Natural History Made at Skegness

Snake that laid eggs in Skegness

Snake that laid eggs in Skegness

SNAKE LAYS EGGS in SKEGNESS
Natural History was made at Skegness in 1934.
It is one of the reptiles that interests thousands of seasonal patrons of Chief Luale’s Snake Pit in Butlin’s Amusement Park, Skegness, and on Thursday last (July 12th) it laid 14 eggs.
There is, of course, nothing startling in the fact of a snake laying eggs – otherwise the species would become extinct. In India and Africa the laid eggs are buried under some sand and left to be hatched by the tropic sun.
In most parts of Europe the eggs are left in the same way, and unless the conditions are favourable to further developments nothing happens.
This particular snake belonging to Chief Luale, however, after rejecting six of the eggs, is actually sitting on the remaining eight eggs.
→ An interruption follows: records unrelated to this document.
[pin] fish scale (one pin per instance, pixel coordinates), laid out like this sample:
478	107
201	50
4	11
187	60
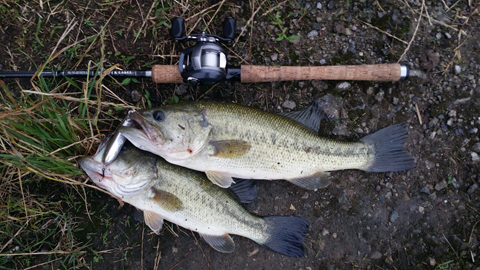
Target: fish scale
291	142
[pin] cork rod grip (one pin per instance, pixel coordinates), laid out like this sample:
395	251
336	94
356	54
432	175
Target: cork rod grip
381	72
166	74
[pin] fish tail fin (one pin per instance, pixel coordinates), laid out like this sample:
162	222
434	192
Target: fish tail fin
388	144
287	234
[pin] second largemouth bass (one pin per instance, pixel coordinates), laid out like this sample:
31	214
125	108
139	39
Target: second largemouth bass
187	198
229	140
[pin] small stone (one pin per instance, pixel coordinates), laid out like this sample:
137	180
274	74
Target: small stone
376	255
181	89
331	5
288	104
274	57
312	34
472	188
425	190
393	216
458	69
450	122
455	183
441	185
475	157
476	147
429	164
343	86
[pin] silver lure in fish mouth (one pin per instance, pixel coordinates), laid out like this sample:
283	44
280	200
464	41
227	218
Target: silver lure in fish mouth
104	178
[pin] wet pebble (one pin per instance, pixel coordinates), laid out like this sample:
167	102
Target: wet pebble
331	5
441	185
343	86
274	57
393	216
472	188
458	69
425	190
312	34
181	89
455	183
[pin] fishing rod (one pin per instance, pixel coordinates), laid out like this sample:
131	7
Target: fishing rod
206	63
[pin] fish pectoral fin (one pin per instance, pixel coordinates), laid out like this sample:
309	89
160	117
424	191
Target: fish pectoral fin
221	179
245	190
312	182
230	148
153	220
166	200
222	243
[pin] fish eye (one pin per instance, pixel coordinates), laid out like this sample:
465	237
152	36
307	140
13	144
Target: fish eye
159	115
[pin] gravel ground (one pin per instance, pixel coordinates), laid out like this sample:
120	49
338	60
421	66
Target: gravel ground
423	218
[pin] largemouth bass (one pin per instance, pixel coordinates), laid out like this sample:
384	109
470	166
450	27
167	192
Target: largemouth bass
229	140
187	198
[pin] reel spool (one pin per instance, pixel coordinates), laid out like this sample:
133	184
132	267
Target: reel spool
206	61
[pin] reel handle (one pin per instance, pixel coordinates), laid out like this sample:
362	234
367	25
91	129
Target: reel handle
166	74
380	72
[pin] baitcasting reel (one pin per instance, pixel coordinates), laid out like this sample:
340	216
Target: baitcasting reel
206	61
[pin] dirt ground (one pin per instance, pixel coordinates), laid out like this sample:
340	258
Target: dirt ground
424	218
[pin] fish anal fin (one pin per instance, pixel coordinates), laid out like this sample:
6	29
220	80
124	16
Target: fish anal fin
313	182
153	220
220	179
230	148
166	200
222	243
245	190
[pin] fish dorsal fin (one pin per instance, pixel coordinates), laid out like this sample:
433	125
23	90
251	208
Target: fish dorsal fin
310	117
313	182
245	190
222	243
166	200
153	220
230	148
221	179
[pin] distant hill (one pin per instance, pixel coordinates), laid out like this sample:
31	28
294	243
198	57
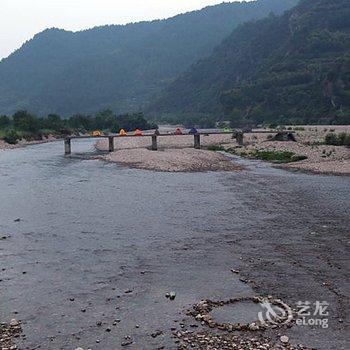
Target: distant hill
294	67
119	67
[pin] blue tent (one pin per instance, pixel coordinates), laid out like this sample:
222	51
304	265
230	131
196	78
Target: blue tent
193	131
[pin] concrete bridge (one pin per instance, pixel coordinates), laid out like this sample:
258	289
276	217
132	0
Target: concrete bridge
236	134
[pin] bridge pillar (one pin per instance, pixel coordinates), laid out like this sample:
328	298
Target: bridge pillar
154	143
197	141
111	144
67	146
240	138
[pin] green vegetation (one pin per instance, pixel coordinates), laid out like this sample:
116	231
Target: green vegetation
293	68
24	125
342	139
277	156
121	67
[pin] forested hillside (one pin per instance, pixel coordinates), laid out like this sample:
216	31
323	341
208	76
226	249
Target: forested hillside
294	67
118	67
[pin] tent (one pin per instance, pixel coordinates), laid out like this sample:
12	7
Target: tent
193	131
96	133
138	132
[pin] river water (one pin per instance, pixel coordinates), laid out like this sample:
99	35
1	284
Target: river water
89	242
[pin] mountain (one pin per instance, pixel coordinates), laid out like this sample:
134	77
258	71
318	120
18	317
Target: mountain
119	67
294	67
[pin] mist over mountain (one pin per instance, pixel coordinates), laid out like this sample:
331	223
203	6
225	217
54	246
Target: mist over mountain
119	67
294	67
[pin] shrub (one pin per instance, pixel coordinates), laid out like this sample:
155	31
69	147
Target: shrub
333	139
278	156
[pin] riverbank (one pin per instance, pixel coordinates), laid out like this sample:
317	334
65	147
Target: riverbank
91	260
24	143
320	158
177	154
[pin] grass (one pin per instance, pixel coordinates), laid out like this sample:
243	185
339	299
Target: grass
279	157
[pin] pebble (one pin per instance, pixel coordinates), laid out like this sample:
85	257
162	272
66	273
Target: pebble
284	339
156	334
14	322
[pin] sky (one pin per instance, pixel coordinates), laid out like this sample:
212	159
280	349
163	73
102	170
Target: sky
20	20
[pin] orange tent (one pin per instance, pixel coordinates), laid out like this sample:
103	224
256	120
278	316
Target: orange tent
96	133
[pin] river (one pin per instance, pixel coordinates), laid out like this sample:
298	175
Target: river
90	242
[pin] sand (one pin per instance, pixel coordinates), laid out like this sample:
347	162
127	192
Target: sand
177	153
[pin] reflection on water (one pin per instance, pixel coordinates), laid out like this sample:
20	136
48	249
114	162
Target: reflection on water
90	230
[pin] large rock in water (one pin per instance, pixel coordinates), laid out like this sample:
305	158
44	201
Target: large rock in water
284	136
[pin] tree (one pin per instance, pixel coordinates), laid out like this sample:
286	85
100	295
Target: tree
5	122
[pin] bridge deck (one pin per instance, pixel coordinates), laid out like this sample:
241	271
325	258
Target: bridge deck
238	134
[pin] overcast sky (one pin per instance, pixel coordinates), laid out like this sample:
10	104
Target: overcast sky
21	19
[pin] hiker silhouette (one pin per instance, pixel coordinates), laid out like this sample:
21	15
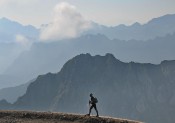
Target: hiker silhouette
92	104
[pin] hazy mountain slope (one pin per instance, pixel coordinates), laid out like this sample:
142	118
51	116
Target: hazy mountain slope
130	90
44	57
11	94
50	117
156	27
9	29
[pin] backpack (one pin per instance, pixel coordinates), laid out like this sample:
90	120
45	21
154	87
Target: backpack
95	100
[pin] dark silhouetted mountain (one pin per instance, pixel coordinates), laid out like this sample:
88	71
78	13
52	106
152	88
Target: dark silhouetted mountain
55	117
157	27
44	57
11	94
9	29
129	90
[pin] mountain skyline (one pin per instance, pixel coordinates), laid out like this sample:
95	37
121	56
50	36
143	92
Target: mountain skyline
138	91
24	58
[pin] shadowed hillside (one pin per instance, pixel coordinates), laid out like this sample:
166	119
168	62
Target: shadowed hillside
49	117
128	90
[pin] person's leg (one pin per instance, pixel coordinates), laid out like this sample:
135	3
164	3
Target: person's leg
95	107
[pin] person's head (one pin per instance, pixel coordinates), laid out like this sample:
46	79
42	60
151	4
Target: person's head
91	95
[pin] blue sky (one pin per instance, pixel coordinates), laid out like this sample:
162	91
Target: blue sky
106	12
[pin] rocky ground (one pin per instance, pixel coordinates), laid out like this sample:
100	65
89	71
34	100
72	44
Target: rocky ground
50	117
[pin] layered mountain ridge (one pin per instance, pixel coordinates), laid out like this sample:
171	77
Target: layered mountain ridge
130	90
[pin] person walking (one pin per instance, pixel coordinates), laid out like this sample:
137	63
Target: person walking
92	104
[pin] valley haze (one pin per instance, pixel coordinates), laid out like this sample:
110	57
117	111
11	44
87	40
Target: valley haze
53	54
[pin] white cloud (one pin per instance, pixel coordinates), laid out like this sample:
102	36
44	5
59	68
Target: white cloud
22	40
67	23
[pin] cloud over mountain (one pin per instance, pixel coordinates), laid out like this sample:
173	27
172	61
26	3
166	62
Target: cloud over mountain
67	23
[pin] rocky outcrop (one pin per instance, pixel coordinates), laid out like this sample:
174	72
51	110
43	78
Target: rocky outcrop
129	90
49	117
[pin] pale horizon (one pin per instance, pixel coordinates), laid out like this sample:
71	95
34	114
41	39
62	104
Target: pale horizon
104	12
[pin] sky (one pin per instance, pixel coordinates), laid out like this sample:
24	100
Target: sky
106	12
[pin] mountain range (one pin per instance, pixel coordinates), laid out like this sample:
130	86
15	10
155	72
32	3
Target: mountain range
157	27
50	57
140	91
151	43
To the best of our knowledge nothing of this nature has ever occurred in this part of the, country previously. Despite the fact that, from a human viewpoint, the weather is almost unbearably the temperature is neither sufficiently high nor sustained to warrant the eggs being hatched through this medium. Mother Snake has the intelligence to appreciate this and therefore she has adopted the only other method of hatching her eggs.
Naomi, the 19 year old girl, who fearlessly handles the constrictors, and who is seen in the photograph with the snake coiled around her while holding two of the rejected eggs of the reptiles in her left hand, was bitten the week before last.

So did any of the snake eggs eventually hatch? Wouldn’t we like to know!